The row crop farms segment is expected to have the highest CAGR during the forecast period
Over the forecast period, the row crop farms segment is predicted to witness the highest growth rate, driven by the enormous global cultivation area of wheat, maize, soybean, and rice, providing the largest addressable land area for AI soil carbon monitoring deployment, combined with the most active carbon credit program enrollment across major grain producing regions.
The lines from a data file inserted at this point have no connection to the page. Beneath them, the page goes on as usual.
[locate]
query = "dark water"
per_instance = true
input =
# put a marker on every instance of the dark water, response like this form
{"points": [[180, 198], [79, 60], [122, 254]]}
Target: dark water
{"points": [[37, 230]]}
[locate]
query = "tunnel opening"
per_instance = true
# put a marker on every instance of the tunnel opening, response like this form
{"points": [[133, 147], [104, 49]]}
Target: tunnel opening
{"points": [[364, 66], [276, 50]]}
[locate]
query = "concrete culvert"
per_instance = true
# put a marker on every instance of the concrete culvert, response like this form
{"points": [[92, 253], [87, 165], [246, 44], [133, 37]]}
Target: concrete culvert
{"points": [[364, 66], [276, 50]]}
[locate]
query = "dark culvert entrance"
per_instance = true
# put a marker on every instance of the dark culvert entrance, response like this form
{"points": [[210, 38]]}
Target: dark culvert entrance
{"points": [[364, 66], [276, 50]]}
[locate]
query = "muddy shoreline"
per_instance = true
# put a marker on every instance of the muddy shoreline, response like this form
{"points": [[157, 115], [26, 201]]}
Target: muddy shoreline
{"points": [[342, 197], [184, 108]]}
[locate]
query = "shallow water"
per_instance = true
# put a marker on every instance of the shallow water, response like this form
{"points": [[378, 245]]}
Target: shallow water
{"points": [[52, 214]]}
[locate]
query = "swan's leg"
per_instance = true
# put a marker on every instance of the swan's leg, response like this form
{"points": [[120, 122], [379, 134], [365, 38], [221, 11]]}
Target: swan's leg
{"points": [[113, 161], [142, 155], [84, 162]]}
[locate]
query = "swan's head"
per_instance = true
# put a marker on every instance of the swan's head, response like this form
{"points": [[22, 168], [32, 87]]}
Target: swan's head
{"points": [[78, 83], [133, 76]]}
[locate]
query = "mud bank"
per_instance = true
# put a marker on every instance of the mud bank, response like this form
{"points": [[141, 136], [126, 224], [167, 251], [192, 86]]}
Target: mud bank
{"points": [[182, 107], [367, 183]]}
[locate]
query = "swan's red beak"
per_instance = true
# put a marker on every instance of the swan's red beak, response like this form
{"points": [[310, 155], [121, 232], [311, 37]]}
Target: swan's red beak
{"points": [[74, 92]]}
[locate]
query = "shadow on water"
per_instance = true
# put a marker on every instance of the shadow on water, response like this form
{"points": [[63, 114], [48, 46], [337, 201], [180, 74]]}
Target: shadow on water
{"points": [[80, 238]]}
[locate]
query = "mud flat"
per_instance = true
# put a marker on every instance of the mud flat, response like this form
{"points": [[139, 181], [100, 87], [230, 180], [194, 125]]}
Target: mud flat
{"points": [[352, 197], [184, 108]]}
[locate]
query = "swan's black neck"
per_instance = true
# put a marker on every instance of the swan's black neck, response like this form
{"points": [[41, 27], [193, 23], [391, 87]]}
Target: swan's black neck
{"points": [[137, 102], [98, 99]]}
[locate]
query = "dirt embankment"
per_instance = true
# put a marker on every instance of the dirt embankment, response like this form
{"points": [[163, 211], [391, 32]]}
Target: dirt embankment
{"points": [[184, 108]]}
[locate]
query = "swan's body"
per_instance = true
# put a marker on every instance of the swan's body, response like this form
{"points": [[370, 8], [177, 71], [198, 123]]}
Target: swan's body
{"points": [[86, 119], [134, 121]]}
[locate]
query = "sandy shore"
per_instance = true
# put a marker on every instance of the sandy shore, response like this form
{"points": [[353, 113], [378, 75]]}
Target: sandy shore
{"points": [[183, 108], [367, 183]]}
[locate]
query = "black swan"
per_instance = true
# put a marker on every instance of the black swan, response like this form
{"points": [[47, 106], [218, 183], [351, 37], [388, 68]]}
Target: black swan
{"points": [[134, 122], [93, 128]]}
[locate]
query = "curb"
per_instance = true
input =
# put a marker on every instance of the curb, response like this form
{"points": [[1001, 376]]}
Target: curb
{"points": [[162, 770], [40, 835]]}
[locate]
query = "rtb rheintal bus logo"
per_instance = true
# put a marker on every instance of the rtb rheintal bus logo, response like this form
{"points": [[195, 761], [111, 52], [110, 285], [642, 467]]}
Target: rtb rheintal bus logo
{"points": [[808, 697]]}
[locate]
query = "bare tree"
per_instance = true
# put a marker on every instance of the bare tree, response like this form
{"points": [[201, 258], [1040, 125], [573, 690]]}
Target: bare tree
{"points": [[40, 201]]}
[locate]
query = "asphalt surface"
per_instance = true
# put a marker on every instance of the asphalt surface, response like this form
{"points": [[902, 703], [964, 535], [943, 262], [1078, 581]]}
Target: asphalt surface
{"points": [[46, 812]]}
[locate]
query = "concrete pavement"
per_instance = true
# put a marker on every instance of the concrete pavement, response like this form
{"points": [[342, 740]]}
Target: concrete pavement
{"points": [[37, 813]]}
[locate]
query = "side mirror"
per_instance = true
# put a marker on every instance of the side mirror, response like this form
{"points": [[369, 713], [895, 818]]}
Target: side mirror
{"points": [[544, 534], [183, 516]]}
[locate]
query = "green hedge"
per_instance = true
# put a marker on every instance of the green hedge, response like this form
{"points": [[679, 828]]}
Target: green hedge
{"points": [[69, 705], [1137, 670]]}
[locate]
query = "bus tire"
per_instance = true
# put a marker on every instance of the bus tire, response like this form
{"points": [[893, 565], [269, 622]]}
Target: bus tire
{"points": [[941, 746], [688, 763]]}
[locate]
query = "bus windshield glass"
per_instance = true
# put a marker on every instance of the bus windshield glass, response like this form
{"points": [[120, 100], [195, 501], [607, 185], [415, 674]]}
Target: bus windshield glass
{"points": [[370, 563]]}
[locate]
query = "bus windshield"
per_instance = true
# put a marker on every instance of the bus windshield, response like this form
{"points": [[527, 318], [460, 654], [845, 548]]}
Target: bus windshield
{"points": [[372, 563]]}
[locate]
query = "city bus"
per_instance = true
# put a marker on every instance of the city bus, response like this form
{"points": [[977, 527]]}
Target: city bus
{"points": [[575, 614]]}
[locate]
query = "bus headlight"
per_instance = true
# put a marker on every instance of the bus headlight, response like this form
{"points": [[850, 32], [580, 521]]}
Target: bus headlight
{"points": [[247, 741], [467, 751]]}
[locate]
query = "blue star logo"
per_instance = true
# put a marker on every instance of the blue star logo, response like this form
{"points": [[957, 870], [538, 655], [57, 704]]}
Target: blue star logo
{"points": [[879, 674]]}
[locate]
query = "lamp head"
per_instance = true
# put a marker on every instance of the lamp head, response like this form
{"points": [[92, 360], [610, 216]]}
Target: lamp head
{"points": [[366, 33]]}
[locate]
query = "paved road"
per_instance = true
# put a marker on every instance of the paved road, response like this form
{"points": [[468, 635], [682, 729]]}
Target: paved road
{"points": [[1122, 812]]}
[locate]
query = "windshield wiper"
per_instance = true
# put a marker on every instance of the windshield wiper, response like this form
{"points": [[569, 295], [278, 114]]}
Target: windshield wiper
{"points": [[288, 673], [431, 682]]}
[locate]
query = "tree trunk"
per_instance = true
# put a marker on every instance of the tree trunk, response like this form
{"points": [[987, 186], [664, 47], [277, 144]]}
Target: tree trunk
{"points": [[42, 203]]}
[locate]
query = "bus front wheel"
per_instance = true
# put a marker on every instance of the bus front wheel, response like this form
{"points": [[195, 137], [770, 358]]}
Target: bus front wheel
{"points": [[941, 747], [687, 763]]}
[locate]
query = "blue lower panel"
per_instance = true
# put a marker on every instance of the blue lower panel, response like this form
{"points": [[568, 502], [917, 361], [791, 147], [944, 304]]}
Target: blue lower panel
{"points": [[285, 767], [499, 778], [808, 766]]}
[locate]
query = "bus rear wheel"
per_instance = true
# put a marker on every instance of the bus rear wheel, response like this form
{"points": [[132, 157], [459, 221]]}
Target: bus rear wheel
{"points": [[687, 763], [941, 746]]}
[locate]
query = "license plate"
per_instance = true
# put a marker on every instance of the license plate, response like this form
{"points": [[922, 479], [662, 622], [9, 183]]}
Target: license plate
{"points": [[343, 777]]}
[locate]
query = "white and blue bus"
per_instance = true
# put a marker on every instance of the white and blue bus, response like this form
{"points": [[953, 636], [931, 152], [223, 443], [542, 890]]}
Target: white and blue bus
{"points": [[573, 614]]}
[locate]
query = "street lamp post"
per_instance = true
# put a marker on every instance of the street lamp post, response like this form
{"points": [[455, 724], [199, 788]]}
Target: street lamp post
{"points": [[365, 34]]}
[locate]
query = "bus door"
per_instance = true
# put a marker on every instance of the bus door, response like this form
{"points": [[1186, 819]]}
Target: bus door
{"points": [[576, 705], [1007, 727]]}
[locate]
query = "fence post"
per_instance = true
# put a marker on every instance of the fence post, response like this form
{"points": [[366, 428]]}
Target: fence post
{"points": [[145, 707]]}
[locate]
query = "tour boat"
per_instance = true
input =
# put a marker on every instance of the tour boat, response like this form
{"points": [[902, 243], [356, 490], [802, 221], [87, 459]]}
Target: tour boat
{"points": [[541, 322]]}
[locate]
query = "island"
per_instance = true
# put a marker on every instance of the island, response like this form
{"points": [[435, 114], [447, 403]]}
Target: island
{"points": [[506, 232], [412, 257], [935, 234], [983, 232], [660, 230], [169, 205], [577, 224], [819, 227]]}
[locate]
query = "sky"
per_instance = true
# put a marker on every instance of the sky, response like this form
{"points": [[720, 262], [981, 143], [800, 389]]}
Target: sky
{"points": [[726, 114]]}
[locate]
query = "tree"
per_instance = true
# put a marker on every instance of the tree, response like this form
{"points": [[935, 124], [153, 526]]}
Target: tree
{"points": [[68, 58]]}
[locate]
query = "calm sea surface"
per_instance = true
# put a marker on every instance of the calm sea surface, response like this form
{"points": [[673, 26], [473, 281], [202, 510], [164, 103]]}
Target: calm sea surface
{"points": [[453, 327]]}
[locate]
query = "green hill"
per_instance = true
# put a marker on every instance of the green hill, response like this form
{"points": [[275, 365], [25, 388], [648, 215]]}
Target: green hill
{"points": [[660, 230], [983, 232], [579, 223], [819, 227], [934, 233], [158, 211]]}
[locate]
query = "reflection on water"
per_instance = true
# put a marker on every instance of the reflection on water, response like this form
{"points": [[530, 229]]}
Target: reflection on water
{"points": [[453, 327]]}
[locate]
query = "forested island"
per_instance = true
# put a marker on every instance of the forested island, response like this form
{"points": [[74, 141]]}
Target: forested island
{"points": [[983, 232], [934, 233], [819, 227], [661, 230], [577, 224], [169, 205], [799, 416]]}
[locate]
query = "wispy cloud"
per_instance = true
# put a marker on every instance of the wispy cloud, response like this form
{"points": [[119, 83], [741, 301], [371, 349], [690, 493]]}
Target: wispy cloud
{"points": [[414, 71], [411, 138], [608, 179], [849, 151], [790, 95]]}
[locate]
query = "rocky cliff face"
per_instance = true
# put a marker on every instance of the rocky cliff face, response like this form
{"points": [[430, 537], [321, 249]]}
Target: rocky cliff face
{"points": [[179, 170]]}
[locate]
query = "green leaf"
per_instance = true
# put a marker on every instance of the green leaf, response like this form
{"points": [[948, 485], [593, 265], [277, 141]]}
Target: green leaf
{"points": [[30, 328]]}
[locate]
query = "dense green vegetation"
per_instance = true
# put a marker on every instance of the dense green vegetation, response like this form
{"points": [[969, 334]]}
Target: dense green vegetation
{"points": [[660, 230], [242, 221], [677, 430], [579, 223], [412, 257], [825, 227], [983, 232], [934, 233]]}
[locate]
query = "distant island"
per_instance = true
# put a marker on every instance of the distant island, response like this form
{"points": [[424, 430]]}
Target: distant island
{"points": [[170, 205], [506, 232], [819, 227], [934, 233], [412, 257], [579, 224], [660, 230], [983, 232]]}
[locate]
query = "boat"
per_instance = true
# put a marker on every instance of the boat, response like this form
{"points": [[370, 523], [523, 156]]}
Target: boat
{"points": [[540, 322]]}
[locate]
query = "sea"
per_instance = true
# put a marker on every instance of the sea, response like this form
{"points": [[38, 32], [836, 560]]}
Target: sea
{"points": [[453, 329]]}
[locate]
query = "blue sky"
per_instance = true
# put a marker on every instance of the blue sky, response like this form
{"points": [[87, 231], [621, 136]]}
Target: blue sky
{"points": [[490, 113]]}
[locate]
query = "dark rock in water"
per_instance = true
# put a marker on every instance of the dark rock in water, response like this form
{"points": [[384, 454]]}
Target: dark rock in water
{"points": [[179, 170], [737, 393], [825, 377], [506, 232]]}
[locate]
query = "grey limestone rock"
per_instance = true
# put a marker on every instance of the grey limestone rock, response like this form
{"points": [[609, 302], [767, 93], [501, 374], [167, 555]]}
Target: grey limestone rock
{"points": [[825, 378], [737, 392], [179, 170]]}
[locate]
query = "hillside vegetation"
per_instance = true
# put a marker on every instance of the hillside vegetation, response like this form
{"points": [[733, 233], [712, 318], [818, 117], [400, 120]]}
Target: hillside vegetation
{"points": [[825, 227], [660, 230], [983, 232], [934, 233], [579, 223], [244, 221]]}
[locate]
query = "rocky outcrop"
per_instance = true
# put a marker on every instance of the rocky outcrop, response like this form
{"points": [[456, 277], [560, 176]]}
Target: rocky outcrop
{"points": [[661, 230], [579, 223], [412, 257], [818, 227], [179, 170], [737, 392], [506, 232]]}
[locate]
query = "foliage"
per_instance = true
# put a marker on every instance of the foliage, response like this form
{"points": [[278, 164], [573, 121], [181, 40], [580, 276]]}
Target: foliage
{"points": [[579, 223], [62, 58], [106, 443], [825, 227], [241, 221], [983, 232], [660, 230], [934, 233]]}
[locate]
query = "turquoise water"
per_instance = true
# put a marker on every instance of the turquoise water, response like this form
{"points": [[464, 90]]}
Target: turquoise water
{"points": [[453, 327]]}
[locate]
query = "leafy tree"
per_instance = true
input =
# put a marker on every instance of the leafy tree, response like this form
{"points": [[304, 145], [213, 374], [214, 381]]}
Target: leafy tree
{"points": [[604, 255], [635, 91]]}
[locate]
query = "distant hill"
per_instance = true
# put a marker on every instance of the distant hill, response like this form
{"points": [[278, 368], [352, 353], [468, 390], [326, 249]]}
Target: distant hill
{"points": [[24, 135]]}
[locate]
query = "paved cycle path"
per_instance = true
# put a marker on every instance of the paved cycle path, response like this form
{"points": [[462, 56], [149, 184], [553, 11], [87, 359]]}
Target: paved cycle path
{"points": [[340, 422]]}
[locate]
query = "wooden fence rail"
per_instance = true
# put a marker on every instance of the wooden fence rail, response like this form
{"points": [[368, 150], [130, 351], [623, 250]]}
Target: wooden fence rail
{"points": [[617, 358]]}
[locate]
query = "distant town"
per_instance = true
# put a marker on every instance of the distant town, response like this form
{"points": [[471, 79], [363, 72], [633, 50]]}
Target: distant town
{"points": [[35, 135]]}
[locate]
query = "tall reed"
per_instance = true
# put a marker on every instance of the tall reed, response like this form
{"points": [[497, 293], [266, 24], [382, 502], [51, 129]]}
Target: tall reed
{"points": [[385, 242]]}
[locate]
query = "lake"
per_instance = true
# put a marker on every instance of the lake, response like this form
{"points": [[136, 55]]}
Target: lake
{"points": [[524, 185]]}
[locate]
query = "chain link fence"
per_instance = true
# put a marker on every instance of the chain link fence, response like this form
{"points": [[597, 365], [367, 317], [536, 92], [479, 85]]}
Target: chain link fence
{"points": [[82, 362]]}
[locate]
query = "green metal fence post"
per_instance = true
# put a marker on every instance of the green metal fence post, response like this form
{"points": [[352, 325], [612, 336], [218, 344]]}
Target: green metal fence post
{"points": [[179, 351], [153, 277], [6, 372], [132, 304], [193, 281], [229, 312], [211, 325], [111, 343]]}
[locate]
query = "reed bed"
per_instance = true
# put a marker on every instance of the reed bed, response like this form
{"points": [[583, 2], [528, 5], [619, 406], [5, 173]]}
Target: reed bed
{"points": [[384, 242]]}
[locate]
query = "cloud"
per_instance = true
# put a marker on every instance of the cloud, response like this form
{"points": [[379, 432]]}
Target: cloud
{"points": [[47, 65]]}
Corporate sustainability programs focused on Scope 3 agricultural emission reduction in row crop commodity supply chains are generating systematic enrollment of grain farm portfolios in AI monitoring programs, creating high-volume platform adoption across North American, European, and South American grain production regions.
During the forecast period, the North America region is expected to hold the largest market share, due to the world's most developed voluntary agricultural carbon market infrastructure, concentration of leading AI soil carbon platform startups receiving significant venture capital investment, and large commercial grain farming operations with capital resources for technology program enrollment. The United States leads with established voluntary carbon registry infrastructure through the American Carbon Registry, Climate Action Reserve, and Verra, supporting agricultural soil carbon credit issuance that creates commercial demand for certified AI monitoring platform deployment.
Over the forecast period, the Europe region is anticipated to exhibit the highest CAGR, due to the EU Carbon Farming Initiative and Common Agricultural Policy carbon sequestration payment programs creating the world's largest regulatory compliance-driven demand for certified AI soil carbon measurement and verification platforms across European arable farmland. EU Farm-to-Fork targets mandating soil health improvement across member states and direct payment schemes incentivizing regenerative practice adoption are driving systematic AI carbon monitoring infrastructure investment with government co-funding support.
Key players in the market
Some of the key players in AI-Based Soil Carbon Sequestration Market include Indigo Ag Inc., Bayer AG, Yara International, Trimble Inc., IBM Corporation, Microsoft Corporation, SAP SE, Granular Inc. (Corteva), Regrow Ag, Nori Inc., Pachama Inc., ClimateAI, Descartes Labs, CropX Technologies, Agreena, Soil Capital, and Ecorobotix.
In March 2026, Regrow Ag launched a next-generation AI soil carbon prediction platform, achieving third-party validated accuracy standards across diverse soil types for simultaneous compliance with multiple voluntary carbon market registry methodologies.
In February 2026, Indigo Ag Inc. expanded its carbon program enrollment to European grain producers with an updated AI-based MRV methodology receiving EU Carbon Farming Initiative certification for direct payment scheme participation.
In February 2026, Agreena secured a major contract deploying AI soil carbon monitoring across 500,000 hectares of Danish and German arable farmland for compliance with EU Common Agricultural Policy carbon sequestration payment requirements.
Note: Tables for North America, Europe, APAC, South America, and Rest of the World (RoW) Regions are also represented in the same manner as above.